To our surprise, we needed a codice fiscale, a number, to rent the apartment. It’s kind of like a social security number, but not. We were told it wasn’t hard to do, that is, if you can find the building. Bob checked the website, got the address and we were off. We arrived at the building, Bob explained what we needed and the woman quickly explained that we are in the wrong building. The office has moved and it’s too far to walk. Frustrated, we leave and wonder why they can’t update the website. It turns out that our property management lady could get the codice fiscale for us for a small fee. We happily paid.
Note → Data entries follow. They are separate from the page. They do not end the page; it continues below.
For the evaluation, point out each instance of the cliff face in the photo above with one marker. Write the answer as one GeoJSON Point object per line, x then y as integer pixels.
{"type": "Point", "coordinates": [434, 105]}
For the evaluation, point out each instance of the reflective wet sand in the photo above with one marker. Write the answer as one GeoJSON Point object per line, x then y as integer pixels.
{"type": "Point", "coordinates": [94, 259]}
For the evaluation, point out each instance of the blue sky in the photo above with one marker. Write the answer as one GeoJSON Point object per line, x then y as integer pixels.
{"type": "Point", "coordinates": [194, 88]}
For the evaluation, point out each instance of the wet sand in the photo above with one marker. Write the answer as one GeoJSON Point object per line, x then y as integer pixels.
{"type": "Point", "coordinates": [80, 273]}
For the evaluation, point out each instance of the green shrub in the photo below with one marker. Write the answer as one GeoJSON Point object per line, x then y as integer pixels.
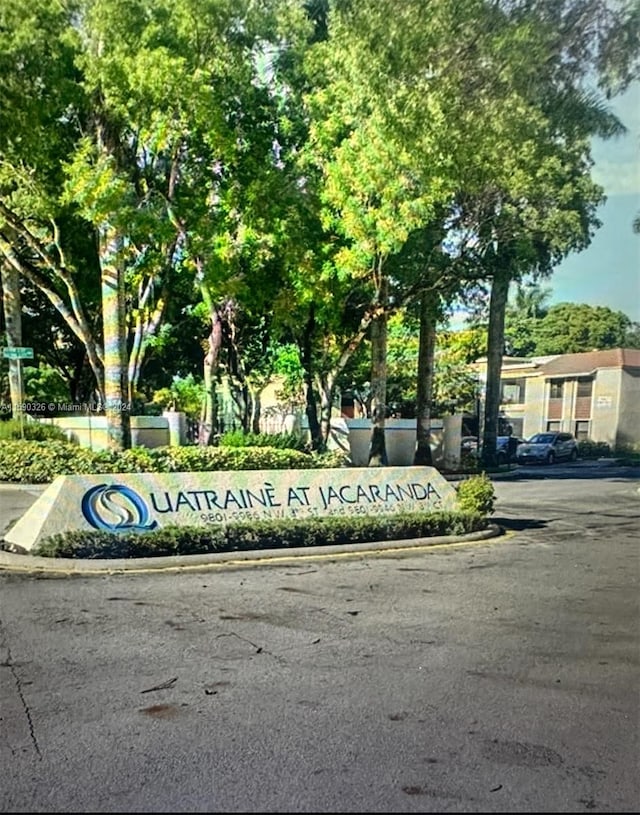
{"type": "Point", "coordinates": [593, 449]}
{"type": "Point", "coordinates": [277, 534]}
{"type": "Point", "coordinates": [31, 431]}
{"type": "Point", "coordinates": [629, 453]}
{"type": "Point", "coordinates": [281, 441]}
{"type": "Point", "coordinates": [476, 494]}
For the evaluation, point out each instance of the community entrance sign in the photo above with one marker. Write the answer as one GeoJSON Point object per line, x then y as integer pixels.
{"type": "Point", "coordinates": [143, 502]}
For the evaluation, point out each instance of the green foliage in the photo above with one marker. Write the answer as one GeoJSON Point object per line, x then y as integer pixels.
{"type": "Point", "coordinates": [593, 449]}
{"type": "Point", "coordinates": [12, 429]}
{"type": "Point", "coordinates": [281, 441]}
{"type": "Point", "coordinates": [569, 328]}
{"type": "Point", "coordinates": [239, 537]}
{"type": "Point", "coordinates": [185, 394]}
{"type": "Point", "coordinates": [37, 462]}
{"type": "Point", "coordinates": [477, 494]}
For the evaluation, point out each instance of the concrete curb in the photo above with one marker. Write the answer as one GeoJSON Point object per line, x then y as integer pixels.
{"type": "Point", "coordinates": [265, 557]}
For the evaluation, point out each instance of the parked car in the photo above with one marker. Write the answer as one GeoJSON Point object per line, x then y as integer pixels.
{"type": "Point", "coordinates": [504, 453]}
{"type": "Point", "coordinates": [547, 448]}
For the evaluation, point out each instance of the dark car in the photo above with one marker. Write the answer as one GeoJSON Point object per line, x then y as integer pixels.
{"type": "Point", "coordinates": [546, 448]}
{"type": "Point", "coordinates": [506, 447]}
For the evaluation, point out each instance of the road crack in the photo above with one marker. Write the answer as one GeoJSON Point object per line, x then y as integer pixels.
{"type": "Point", "coordinates": [8, 663]}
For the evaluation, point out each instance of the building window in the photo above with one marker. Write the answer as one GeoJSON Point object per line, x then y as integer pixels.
{"type": "Point", "coordinates": [585, 387]}
{"type": "Point", "coordinates": [556, 387]}
{"type": "Point", "coordinates": [512, 391]}
{"type": "Point", "coordinates": [582, 430]}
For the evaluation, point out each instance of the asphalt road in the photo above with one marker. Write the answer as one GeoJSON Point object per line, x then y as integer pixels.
{"type": "Point", "coordinates": [497, 676]}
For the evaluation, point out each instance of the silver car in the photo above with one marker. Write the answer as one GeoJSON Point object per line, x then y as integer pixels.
{"type": "Point", "coordinates": [546, 448]}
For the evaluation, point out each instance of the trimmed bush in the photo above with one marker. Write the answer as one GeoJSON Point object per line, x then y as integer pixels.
{"type": "Point", "coordinates": [476, 494]}
{"type": "Point", "coordinates": [281, 441]}
{"type": "Point", "coordinates": [239, 537]}
{"type": "Point", "coordinates": [37, 462]}
{"type": "Point", "coordinates": [593, 449]}
{"type": "Point", "coordinates": [33, 431]}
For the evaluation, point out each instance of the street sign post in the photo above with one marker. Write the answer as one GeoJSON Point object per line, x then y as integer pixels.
{"type": "Point", "coordinates": [17, 353]}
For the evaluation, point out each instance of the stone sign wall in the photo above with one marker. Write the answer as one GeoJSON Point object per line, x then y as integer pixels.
{"type": "Point", "coordinates": [145, 501]}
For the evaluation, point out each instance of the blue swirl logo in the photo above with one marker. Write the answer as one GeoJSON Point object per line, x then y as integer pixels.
{"type": "Point", "coordinates": [128, 514]}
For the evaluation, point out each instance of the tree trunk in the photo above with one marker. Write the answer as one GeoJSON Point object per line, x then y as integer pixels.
{"type": "Point", "coordinates": [116, 391]}
{"type": "Point", "coordinates": [495, 351]}
{"type": "Point", "coordinates": [426, 356]}
{"type": "Point", "coordinates": [208, 416]}
{"type": "Point", "coordinates": [12, 306]}
{"type": "Point", "coordinates": [378, 448]}
{"type": "Point", "coordinates": [318, 442]}
{"type": "Point", "coordinates": [325, 386]}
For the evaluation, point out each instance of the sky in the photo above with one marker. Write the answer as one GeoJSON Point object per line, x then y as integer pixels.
{"type": "Point", "coordinates": [607, 273]}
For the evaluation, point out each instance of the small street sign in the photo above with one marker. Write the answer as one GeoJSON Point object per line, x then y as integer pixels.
{"type": "Point", "coordinates": [17, 352]}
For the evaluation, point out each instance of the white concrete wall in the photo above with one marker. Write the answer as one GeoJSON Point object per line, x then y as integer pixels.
{"type": "Point", "coordinates": [535, 410]}
{"type": "Point", "coordinates": [628, 430]}
{"type": "Point", "coordinates": [606, 405]}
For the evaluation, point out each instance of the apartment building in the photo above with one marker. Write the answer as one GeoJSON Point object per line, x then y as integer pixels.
{"type": "Point", "coordinates": [594, 395]}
The other big step is getting our “permesso di soggiorno” — permission to stay. Our visa requires us to check in within 8 days of arriving in the country. We thought this was just a quick stop by the post office to say, hey, we are here, loving it, and thanks for this beautiful town. Hugs, kisses, and smiles… But, not so much.

So Tuesday, Sept 2, our second day, we head over to the post office a few blocks away, easy. We walk in and just like in the U.S., there’s a line – two lines. So the first big question – Which line to stand in? One seemed to be for sending and receiving pacchi –packages, so we stand in the other one. It’s about 15 minutes of hot and stuffy waiting and I use this time to fan myself and observe. It turns out that you can pay your “consumable” – your utility bill at the post office too.
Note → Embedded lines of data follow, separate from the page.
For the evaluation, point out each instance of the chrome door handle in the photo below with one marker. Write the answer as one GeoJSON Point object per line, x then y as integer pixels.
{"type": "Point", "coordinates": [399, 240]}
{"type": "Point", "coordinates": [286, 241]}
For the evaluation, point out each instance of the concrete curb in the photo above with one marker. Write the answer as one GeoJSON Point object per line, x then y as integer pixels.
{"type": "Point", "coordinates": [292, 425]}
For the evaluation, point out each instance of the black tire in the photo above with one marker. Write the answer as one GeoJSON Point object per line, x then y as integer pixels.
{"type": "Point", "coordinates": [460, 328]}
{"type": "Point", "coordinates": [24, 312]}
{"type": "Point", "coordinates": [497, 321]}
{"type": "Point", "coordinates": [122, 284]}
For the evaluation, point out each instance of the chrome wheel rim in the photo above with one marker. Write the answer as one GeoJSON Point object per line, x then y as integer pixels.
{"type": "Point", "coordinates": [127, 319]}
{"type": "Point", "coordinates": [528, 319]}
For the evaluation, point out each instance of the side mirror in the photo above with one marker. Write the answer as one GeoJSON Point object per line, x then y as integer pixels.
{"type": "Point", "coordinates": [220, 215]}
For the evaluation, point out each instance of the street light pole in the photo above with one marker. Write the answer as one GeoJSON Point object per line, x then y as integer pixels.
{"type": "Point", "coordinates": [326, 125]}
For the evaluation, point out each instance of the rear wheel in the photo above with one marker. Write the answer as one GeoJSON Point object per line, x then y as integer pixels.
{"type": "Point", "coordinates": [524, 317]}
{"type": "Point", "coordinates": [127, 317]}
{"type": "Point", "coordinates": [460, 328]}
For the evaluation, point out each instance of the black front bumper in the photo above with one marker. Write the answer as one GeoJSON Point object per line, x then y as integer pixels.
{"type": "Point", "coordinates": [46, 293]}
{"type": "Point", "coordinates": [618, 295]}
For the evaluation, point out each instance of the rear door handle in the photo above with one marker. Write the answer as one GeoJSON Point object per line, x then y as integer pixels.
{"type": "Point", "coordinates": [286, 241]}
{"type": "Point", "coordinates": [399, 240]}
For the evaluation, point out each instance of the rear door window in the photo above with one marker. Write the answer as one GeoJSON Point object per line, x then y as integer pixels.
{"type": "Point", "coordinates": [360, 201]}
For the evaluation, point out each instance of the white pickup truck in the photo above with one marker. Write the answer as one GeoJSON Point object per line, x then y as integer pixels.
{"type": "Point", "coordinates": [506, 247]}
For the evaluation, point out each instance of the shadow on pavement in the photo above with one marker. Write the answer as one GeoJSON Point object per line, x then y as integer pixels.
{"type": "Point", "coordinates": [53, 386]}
It’s finally our turn and Bob, in his good Italian, explains that we are requesting our permesso di soggiorno, and the woman behind the desk talks a mile a minute, shoves two large packets at us, says a few more things we don’t get and basically wanted nothing to do with us. The only thing we knew for sure was that an office nearby could help.

So, my thoughts of warm smiles, hugs and kisses and maybe even a balloon were dashed.

Now we felt dejected and sat on the bench under a tree to regroup. We were meeting Jan and Dave the next day. (Jan is the woman who wrote the article on Verbania in International Living that inspired us to come here.)

On Wednesday, we spent a delight day of exploring, drinking wine and getting our internet service. With Jan and Dave’s help, getting phones and internet went seamlessly, until we realized that our phones were blocked and could not accept the new SIM cards. We bought a new phone and all is good.

On Thursday, Bob ventures over to the Città di Verbania to discovers that we needed to go to the Ufficio Stranieri – office of foreigners to hand in the forms for the permesso di soggiorno, but they are closed until Tuesday. We were feeling better now because there seemed to be a clear path to getting this permesso thing done.

So as any smart traveler would do, we enjoyed the weekend and what a weekend it was. Once again our piazza did not disappoint. Right in our front yard was the Festival of Flowers. The piazza was turned into a celebration of countries. They created flags of all the countries with flower petals (see the pictures in the movie), bands played each night, and there was a swimming race in the lake from our beach to the islands and back. People dressed up in fancy gowns were all around.  We ate the locate fish fry under a tent and Bob stuck up a wonderful conversation with an Italian couple. His Italian is getting better and better.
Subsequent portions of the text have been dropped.